Opioid Use Disorder Access to Treatment Project

This project is intended to support New Hampshire hospitals rising to the challenge of expanding access to treatment for people with Opioid Use Disorders(OUD).  This project is funded by a grant from the NH Department of Health and Human Services Bureau of Drug and Alcohol Services through June 2018.  It is part of a statewide effort to reduce substance misuse increasing the opportunity for residents of New Hampshire to achieve health and contribute their full potential to our communities. 

Through this work, hospitals in New Hampshire are implementing two types of projects:

Bridge to Treatment – To grow emergency department resources and protocols for addressing harm reduction and connecting OUD patients with community treatment, supports, and services.

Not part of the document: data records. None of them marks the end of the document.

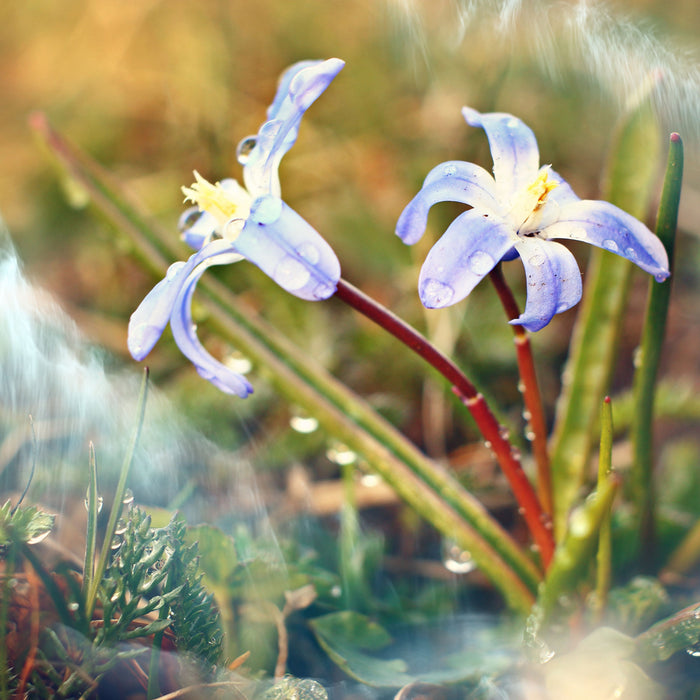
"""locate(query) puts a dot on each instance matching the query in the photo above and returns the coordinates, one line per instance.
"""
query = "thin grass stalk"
(604, 553)
(630, 178)
(118, 502)
(644, 389)
(91, 533)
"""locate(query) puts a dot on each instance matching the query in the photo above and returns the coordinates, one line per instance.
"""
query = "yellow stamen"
(541, 187)
(215, 199)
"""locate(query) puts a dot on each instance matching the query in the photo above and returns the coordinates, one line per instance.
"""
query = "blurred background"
(153, 90)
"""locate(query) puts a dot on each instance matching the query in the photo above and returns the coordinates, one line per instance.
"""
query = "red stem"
(538, 522)
(530, 390)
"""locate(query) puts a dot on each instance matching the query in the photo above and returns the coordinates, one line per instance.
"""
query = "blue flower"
(518, 211)
(231, 223)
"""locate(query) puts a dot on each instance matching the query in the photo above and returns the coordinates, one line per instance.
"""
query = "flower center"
(226, 202)
(525, 213)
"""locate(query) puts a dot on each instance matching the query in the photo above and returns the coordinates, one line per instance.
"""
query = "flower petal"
(462, 257)
(553, 281)
(147, 323)
(453, 181)
(184, 333)
(300, 85)
(516, 158)
(289, 250)
(604, 225)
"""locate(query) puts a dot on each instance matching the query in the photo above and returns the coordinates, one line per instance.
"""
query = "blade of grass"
(91, 536)
(650, 355)
(427, 487)
(604, 554)
(118, 502)
(630, 179)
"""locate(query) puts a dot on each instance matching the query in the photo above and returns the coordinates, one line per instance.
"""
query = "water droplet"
(456, 559)
(637, 356)
(436, 294)
(188, 219)
(39, 537)
(309, 252)
(245, 148)
(480, 262)
(341, 454)
(303, 424)
(291, 274)
(173, 270)
(266, 209)
(237, 362)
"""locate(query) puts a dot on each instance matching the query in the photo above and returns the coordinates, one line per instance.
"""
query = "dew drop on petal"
(245, 148)
(266, 210)
(480, 262)
(309, 252)
(173, 269)
(188, 219)
(436, 294)
(291, 274)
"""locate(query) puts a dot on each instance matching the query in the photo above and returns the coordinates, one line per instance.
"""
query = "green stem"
(118, 502)
(604, 554)
(536, 520)
(631, 174)
(644, 389)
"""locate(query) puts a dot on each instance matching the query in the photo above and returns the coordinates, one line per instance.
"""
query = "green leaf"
(630, 179)
(365, 650)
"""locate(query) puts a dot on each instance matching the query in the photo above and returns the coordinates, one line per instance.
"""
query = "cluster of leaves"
(149, 570)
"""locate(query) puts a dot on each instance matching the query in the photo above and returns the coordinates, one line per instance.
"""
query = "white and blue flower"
(230, 223)
(518, 212)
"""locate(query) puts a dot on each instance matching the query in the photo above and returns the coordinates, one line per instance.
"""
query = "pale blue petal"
(454, 181)
(147, 323)
(462, 257)
(184, 333)
(289, 250)
(514, 149)
(553, 281)
(299, 87)
(604, 225)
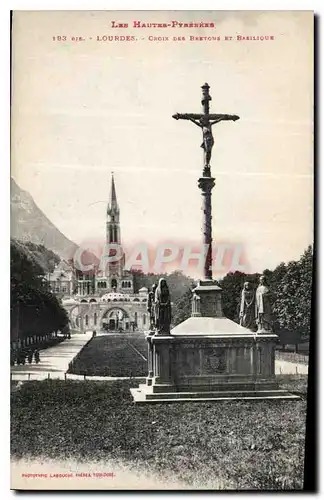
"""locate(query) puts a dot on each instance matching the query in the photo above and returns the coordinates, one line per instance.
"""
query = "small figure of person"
(247, 306)
(37, 356)
(208, 142)
(263, 313)
(150, 306)
(162, 307)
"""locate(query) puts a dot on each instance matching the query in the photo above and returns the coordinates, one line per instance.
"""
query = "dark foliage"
(34, 309)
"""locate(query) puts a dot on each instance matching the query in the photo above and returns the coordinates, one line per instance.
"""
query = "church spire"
(112, 205)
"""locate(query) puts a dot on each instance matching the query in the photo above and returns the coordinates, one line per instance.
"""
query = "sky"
(81, 110)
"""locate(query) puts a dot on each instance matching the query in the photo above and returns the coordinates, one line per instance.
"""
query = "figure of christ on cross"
(206, 183)
(205, 121)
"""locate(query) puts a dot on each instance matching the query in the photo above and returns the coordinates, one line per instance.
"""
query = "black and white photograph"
(161, 249)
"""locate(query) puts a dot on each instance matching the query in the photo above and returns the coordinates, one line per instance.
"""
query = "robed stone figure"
(263, 312)
(162, 308)
(247, 316)
(151, 306)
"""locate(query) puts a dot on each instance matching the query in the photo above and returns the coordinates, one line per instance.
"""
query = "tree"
(34, 310)
(293, 295)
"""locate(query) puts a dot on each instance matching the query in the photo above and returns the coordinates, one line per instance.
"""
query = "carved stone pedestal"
(210, 359)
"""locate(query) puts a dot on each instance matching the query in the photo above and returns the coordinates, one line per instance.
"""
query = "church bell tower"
(114, 270)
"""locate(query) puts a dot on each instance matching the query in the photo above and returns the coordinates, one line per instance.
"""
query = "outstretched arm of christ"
(197, 119)
(219, 118)
(186, 116)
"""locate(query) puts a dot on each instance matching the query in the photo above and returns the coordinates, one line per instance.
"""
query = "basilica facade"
(106, 299)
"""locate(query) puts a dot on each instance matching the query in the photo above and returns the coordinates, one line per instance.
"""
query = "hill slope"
(29, 223)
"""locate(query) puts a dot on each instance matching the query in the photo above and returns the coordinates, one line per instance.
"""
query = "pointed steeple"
(112, 205)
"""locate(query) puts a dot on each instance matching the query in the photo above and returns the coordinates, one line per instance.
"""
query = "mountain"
(29, 223)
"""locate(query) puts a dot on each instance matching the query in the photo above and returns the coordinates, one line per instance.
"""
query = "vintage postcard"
(161, 249)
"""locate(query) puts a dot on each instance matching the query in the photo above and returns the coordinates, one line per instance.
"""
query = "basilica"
(105, 300)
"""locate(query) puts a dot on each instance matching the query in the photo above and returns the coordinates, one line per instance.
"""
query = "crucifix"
(205, 121)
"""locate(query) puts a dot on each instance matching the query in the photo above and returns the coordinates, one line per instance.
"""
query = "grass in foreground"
(242, 444)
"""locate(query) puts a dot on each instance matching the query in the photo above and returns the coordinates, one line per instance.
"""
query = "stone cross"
(206, 183)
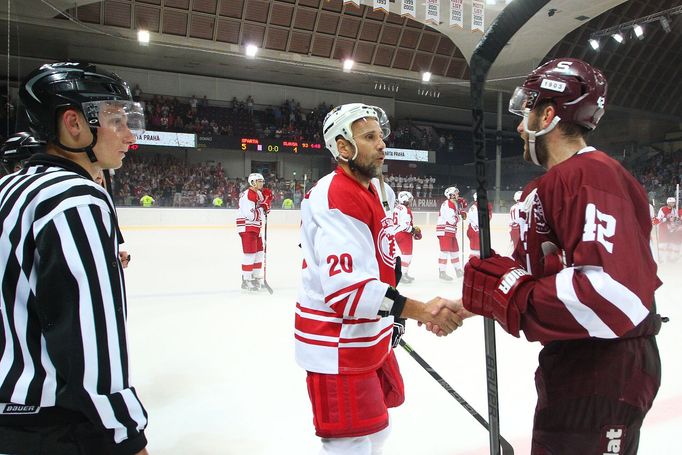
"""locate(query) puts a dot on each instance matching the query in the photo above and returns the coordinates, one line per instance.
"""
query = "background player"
(446, 230)
(472, 230)
(405, 232)
(516, 221)
(669, 231)
(254, 205)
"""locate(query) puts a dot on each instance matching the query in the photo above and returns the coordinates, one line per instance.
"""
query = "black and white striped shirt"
(63, 304)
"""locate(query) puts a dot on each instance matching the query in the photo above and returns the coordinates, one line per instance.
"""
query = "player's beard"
(368, 170)
(540, 144)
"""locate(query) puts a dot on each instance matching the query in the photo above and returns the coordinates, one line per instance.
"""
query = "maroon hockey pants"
(593, 396)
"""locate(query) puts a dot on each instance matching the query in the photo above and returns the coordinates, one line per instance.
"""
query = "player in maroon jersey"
(583, 281)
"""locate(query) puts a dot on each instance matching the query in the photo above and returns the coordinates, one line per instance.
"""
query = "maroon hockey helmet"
(577, 89)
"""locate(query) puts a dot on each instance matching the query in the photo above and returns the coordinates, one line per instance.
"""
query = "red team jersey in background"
(337, 330)
(250, 214)
(402, 219)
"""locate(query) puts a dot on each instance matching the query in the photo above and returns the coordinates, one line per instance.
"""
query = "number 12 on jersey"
(599, 226)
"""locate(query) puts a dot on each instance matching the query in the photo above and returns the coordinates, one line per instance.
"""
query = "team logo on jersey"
(612, 439)
(541, 226)
(386, 242)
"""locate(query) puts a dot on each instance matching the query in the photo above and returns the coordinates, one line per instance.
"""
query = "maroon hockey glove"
(398, 331)
(498, 288)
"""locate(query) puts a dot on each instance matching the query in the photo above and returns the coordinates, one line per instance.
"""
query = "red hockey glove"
(498, 288)
(267, 195)
(265, 206)
(398, 331)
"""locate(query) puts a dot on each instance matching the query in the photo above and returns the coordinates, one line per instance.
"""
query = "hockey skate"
(258, 284)
(444, 276)
(248, 285)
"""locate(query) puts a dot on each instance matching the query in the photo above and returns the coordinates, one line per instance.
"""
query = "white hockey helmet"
(451, 191)
(405, 197)
(254, 177)
(339, 120)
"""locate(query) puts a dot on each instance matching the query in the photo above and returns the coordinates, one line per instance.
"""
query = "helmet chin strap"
(87, 149)
(533, 134)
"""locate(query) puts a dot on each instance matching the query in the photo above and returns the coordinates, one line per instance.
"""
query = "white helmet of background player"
(253, 178)
(405, 197)
(451, 192)
(339, 120)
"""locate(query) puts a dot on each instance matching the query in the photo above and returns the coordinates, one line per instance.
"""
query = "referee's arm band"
(393, 303)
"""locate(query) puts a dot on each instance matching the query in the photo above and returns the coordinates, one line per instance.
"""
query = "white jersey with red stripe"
(666, 214)
(250, 214)
(448, 217)
(349, 252)
(595, 214)
(516, 215)
(402, 218)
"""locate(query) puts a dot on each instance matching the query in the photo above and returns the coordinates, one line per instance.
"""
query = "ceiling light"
(251, 50)
(143, 36)
(348, 65)
(639, 32)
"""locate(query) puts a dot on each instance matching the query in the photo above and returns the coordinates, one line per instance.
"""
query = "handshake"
(440, 316)
(267, 200)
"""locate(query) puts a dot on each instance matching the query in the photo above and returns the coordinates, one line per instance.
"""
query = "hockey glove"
(398, 331)
(498, 288)
(398, 270)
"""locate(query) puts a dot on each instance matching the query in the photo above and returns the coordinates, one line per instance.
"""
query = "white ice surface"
(216, 372)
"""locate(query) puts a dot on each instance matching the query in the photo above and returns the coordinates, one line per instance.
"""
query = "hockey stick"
(506, 447)
(265, 256)
(506, 24)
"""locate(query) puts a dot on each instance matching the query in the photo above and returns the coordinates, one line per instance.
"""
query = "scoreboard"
(278, 145)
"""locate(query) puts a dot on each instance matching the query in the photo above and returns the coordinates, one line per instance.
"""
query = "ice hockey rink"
(215, 367)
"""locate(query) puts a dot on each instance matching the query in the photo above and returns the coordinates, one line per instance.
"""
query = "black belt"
(29, 415)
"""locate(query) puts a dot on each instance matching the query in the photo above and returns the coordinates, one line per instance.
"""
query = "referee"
(64, 386)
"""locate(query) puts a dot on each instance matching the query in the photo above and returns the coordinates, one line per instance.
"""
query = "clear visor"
(384, 124)
(115, 114)
(521, 100)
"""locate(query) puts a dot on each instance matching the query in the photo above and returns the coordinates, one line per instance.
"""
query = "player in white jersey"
(516, 221)
(254, 205)
(446, 230)
(405, 232)
(348, 298)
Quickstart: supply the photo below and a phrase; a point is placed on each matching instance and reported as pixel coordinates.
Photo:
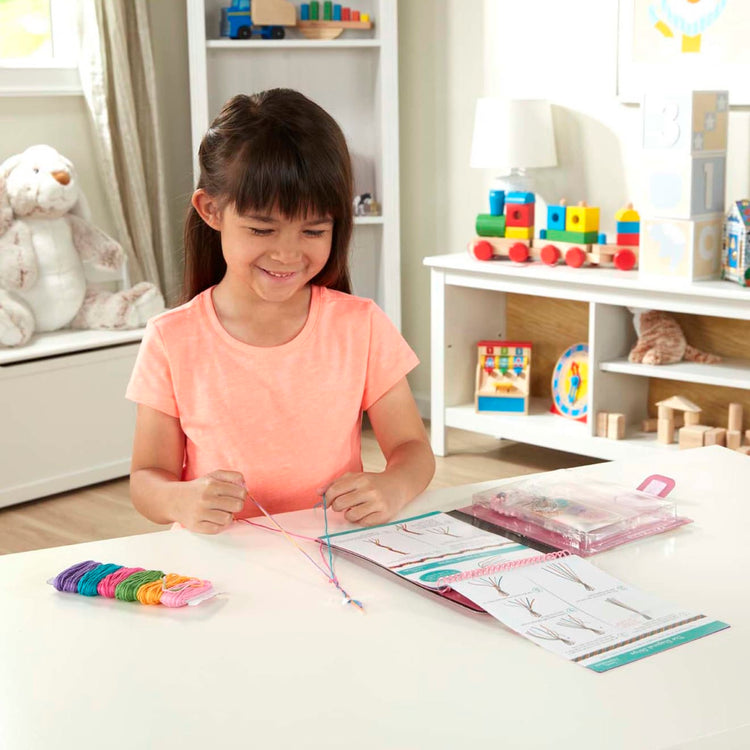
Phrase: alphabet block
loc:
(689, 123)
(681, 249)
(681, 187)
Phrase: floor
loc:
(104, 511)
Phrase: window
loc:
(39, 47)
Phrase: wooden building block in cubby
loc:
(692, 436)
(715, 436)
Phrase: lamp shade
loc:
(513, 133)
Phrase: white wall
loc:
(450, 53)
(562, 51)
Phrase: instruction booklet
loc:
(557, 600)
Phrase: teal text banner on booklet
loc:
(557, 600)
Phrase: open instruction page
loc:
(426, 548)
(571, 607)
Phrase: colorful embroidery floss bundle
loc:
(112, 581)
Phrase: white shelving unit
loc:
(355, 78)
(468, 304)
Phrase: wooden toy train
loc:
(572, 234)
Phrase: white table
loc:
(278, 662)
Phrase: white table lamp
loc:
(512, 136)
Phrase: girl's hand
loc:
(367, 498)
(207, 505)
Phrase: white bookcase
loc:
(355, 78)
(468, 304)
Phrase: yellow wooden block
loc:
(519, 233)
(627, 214)
(582, 219)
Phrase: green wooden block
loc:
(585, 238)
(490, 226)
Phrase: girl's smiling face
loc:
(272, 256)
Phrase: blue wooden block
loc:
(628, 227)
(518, 196)
(490, 403)
(556, 217)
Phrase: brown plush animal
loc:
(662, 342)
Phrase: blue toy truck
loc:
(237, 20)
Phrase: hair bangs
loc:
(275, 174)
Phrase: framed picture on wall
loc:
(677, 45)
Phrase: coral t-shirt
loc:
(287, 417)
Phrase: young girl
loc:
(257, 384)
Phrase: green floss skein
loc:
(127, 590)
(89, 581)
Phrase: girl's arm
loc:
(372, 498)
(204, 505)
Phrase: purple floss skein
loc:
(68, 579)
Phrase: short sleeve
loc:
(390, 358)
(151, 380)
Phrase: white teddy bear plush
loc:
(44, 242)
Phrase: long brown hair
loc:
(275, 149)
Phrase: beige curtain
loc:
(117, 76)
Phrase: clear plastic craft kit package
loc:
(581, 516)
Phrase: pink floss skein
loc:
(108, 584)
(182, 593)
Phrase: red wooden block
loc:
(628, 239)
(575, 257)
(519, 214)
(624, 259)
(550, 255)
(518, 253)
(482, 250)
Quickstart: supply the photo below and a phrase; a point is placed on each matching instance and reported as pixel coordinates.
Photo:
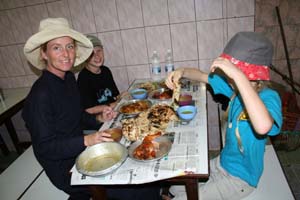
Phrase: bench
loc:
(25, 179)
(273, 184)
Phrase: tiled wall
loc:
(195, 30)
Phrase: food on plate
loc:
(135, 107)
(148, 148)
(155, 119)
(162, 95)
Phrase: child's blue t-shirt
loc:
(248, 163)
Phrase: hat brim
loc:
(84, 47)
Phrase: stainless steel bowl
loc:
(101, 158)
(123, 108)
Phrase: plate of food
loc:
(161, 94)
(152, 148)
(134, 106)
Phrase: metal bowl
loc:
(116, 133)
(101, 158)
(132, 107)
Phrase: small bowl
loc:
(161, 94)
(138, 93)
(116, 133)
(187, 112)
(185, 99)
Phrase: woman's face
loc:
(60, 55)
(97, 58)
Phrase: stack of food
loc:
(153, 120)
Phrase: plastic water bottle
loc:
(156, 68)
(169, 67)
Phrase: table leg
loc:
(13, 134)
(191, 186)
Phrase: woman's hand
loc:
(173, 78)
(95, 138)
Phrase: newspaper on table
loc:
(189, 152)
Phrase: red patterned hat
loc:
(252, 53)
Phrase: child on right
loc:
(241, 73)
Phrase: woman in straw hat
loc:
(52, 111)
(254, 112)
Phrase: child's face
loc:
(97, 58)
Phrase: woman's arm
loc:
(260, 118)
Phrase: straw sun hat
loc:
(52, 28)
(252, 53)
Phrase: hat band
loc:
(252, 71)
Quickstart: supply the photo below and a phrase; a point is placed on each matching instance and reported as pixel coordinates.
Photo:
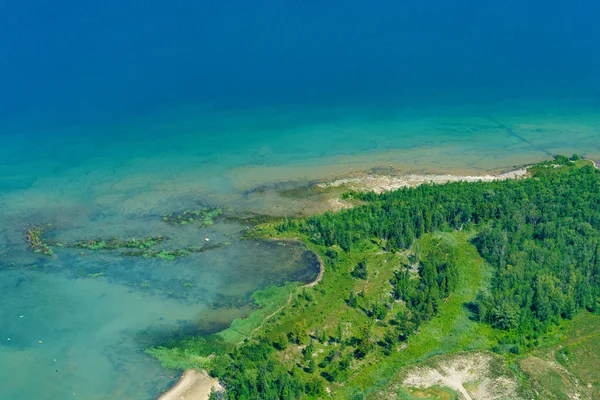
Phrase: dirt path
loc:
(308, 285)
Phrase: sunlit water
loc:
(117, 180)
(114, 113)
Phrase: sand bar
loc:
(192, 385)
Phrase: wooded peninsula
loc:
(507, 269)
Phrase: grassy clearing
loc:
(197, 352)
(452, 330)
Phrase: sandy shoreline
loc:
(383, 183)
(192, 385)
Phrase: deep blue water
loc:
(72, 61)
(113, 113)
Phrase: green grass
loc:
(452, 330)
(196, 352)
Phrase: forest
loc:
(539, 234)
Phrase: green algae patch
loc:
(171, 255)
(35, 239)
(198, 351)
(116, 243)
(202, 217)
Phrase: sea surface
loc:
(116, 113)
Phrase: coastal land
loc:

MAT Development - Increasing the availability of Medication Assisted Treatment (MAT) in hospital affiliated primary care systems.  In addition to increasing accessibility of the services, embedding MAT in primary care will normalize the care, helping to overcome stigma.  

Language is powerful: 

Go to DrugFreeNH.org to learn more about non-stigmatizing language.

 

The following is current medical terminology:

Substance Use Disorder 
Is a clinically accurate term and replaces substance “abuse” and “dependence.”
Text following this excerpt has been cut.